Oil fell to near $95 a barrel Friday as investors waited to see if Iran will get sanction relief in exchange for curbing its nuclear programme.
Benchmark US crude for January delivery was down 20 cents to US$95.24 at mid-afternoon Kuala Lumpur time in electronic trading on the New York Mercantile Exchange. The contract gained US$1.59 to close at US$95.44 on Thursday, the highest close this month.
Oil was buoyed by signs of recovery in the US job market but the gains were short-lived as focus returned to the Iran nuclear talks which began in Geneva on Wednesday.
Negotiators were trying to fine-tune a draft agreement that would limit Tehran's atomic program in an initial deal. In exchange, the US, Britain, France, Russia, China and Germany are offering a gradual easing of sanctions that have crippled Iran's economy, raising the possibility of an influx of Iranian oil into world markets at a time of already abundant supplies.
A senior US official has told reporters that Iran is losing US$5 billion a month in oil sales alone and US$120 billion in total from all sanctions.
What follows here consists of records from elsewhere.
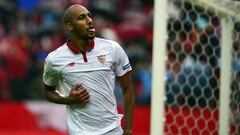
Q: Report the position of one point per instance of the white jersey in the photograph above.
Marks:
(97, 71)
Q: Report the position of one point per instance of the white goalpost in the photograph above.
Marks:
(158, 65)
(225, 9)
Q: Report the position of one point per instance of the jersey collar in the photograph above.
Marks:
(76, 50)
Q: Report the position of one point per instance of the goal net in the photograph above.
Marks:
(196, 86)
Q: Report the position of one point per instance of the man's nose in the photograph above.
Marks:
(89, 20)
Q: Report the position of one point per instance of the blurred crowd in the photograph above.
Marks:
(29, 30)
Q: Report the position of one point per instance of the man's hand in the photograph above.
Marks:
(78, 94)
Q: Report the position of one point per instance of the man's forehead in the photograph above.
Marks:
(76, 9)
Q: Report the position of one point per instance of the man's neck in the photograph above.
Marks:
(82, 45)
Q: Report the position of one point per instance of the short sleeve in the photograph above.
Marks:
(122, 64)
(50, 76)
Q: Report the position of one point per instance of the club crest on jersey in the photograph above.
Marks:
(101, 58)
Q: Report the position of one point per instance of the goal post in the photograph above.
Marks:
(192, 67)
(158, 65)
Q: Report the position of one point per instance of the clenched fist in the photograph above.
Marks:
(78, 94)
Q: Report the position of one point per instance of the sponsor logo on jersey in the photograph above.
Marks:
(101, 58)
(126, 66)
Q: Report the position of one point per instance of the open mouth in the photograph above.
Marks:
(91, 29)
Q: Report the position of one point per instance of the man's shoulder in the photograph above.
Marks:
(106, 42)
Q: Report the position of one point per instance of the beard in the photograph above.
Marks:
(83, 34)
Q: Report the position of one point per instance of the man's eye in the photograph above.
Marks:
(81, 17)
(90, 15)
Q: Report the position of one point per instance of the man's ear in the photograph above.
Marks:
(69, 27)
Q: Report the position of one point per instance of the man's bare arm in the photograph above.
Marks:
(128, 102)
(78, 94)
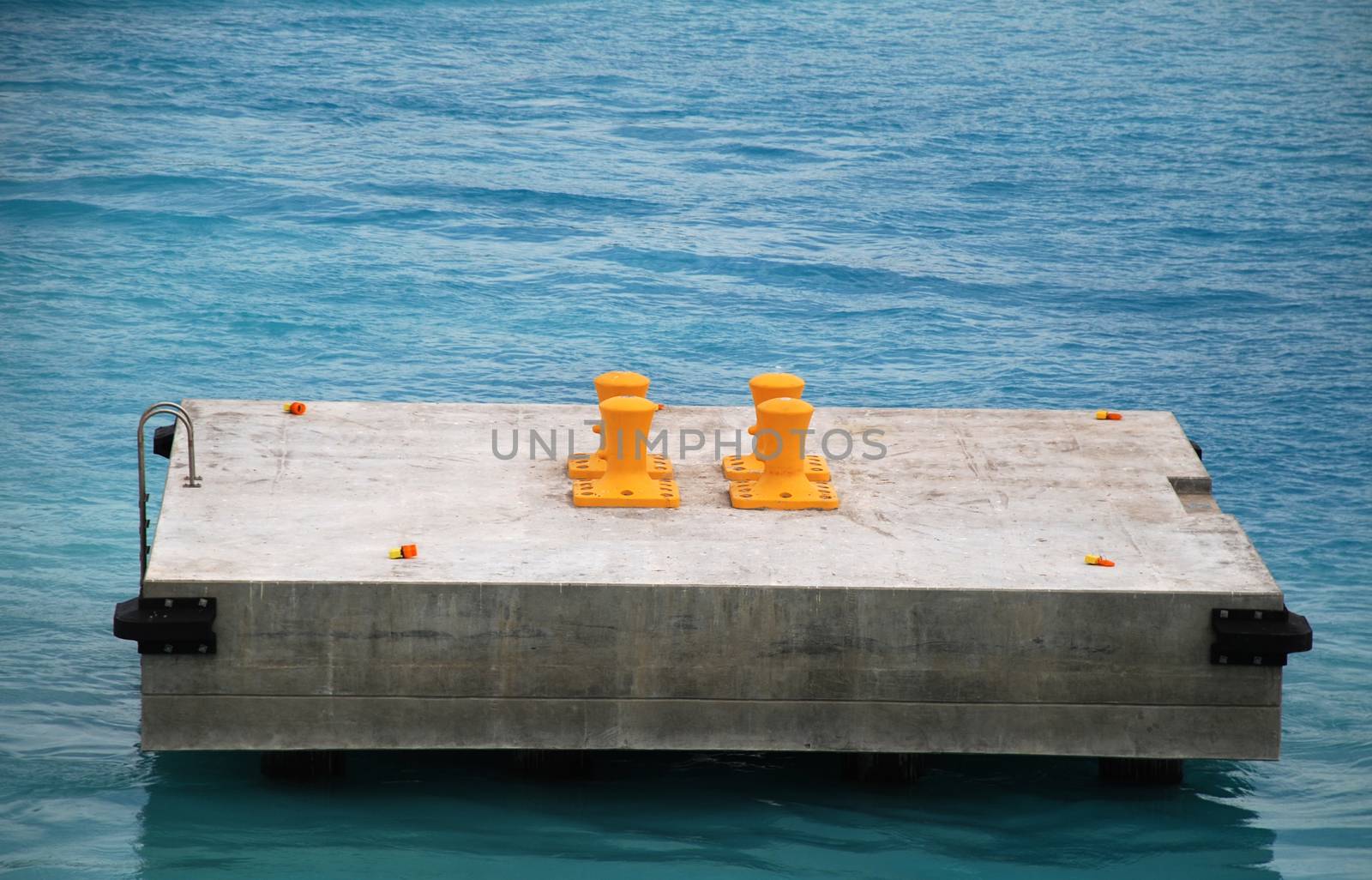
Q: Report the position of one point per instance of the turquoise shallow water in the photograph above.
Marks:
(1008, 205)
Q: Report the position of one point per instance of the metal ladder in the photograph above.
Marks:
(192, 479)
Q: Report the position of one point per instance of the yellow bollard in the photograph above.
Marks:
(784, 485)
(628, 482)
(766, 388)
(615, 383)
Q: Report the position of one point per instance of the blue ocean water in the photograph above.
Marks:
(1154, 205)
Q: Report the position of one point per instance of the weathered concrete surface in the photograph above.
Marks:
(944, 607)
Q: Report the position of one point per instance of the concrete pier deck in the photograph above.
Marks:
(944, 607)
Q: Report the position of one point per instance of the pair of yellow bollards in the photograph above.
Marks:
(779, 475)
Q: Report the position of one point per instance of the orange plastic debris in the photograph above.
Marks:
(617, 383)
(767, 388)
(784, 485)
(628, 481)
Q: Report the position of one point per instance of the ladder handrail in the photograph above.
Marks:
(192, 481)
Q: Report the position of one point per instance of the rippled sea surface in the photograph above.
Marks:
(1156, 205)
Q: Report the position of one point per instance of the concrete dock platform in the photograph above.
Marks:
(946, 606)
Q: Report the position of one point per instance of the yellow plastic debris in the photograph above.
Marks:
(617, 383)
(766, 388)
(784, 485)
(628, 422)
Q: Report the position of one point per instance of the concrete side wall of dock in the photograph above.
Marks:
(711, 667)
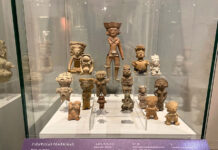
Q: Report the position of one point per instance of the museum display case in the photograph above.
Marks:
(117, 69)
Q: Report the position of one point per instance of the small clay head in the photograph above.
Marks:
(126, 71)
(172, 106)
(77, 48)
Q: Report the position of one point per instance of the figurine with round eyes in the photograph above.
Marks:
(113, 29)
(86, 64)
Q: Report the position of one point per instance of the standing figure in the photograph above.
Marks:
(5, 65)
(128, 103)
(100, 83)
(155, 65)
(140, 65)
(113, 29)
(142, 96)
(172, 116)
(87, 84)
(161, 92)
(127, 80)
(151, 109)
(76, 52)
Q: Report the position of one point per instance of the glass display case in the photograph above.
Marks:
(117, 69)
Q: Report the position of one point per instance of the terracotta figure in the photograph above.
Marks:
(113, 29)
(161, 85)
(151, 109)
(5, 65)
(87, 84)
(126, 80)
(76, 52)
(172, 116)
(140, 65)
(74, 110)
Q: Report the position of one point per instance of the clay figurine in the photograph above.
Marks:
(172, 116)
(142, 96)
(126, 80)
(5, 65)
(128, 103)
(87, 84)
(140, 65)
(74, 110)
(112, 30)
(161, 85)
(101, 101)
(86, 64)
(155, 65)
(151, 109)
(100, 83)
(76, 52)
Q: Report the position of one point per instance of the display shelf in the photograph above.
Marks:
(60, 127)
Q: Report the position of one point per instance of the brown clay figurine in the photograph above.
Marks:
(126, 80)
(86, 64)
(74, 110)
(142, 96)
(140, 65)
(113, 29)
(5, 65)
(87, 84)
(76, 52)
(128, 103)
(151, 109)
(161, 92)
(172, 116)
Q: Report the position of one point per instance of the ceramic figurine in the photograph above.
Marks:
(112, 30)
(126, 80)
(74, 110)
(151, 109)
(128, 103)
(101, 101)
(161, 85)
(155, 65)
(140, 65)
(100, 83)
(142, 96)
(87, 84)
(76, 52)
(172, 116)
(5, 65)
(86, 64)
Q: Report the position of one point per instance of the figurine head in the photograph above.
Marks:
(77, 48)
(3, 49)
(140, 51)
(113, 28)
(172, 106)
(126, 71)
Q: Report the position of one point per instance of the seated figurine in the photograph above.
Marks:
(151, 109)
(140, 65)
(74, 110)
(172, 116)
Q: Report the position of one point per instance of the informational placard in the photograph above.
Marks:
(114, 144)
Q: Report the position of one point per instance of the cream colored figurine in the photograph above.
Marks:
(172, 116)
(5, 65)
(76, 52)
(86, 64)
(140, 65)
(155, 65)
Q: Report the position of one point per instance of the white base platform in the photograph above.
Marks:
(114, 124)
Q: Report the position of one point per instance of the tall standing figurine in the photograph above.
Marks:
(127, 80)
(5, 65)
(140, 65)
(113, 29)
(161, 85)
(76, 52)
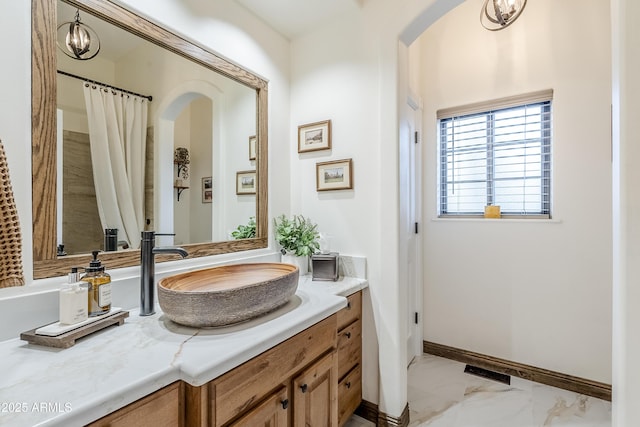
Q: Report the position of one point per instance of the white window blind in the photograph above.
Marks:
(496, 153)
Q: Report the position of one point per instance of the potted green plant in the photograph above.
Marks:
(245, 231)
(298, 239)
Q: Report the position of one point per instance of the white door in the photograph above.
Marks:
(410, 234)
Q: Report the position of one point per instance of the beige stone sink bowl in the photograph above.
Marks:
(227, 294)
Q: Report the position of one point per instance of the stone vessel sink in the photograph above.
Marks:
(227, 294)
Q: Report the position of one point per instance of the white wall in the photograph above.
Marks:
(347, 70)
(536, 292)
(626, 202)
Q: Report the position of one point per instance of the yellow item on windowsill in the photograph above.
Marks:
(492, 211)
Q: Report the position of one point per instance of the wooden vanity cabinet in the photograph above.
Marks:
(164, 408)
(349, 357)
(315, 401)
(307, 358)
(272, 412)
(312, 379)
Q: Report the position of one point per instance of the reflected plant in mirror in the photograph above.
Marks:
(245, 231)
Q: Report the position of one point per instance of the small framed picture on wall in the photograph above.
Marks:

The powers insist that the most severe penalties, which are on oil exports and banks, will remain until there is a comprehensive agreement to minimize Iran's nuclear arms-making capacity. Iran says it does not want such weapons and has indicated it's ready to start rolling back its programme but wants greater and faster sanctions relief than that being offered.
Brent crude, the benchmark for an international variety of crude, fell 7 cents to US$110.01 a barrel on the ICE futures exchange in London.
In other energy futures trading on Nymex:
— Wholesale gasoline eased 0.9 cent to US$2.71 gallon.
— Heating oil shed 0.6 cent to US$3 a gallon.
— Natural gas was up 1.6 cents at US$3.718 per 1,000 cubic feet.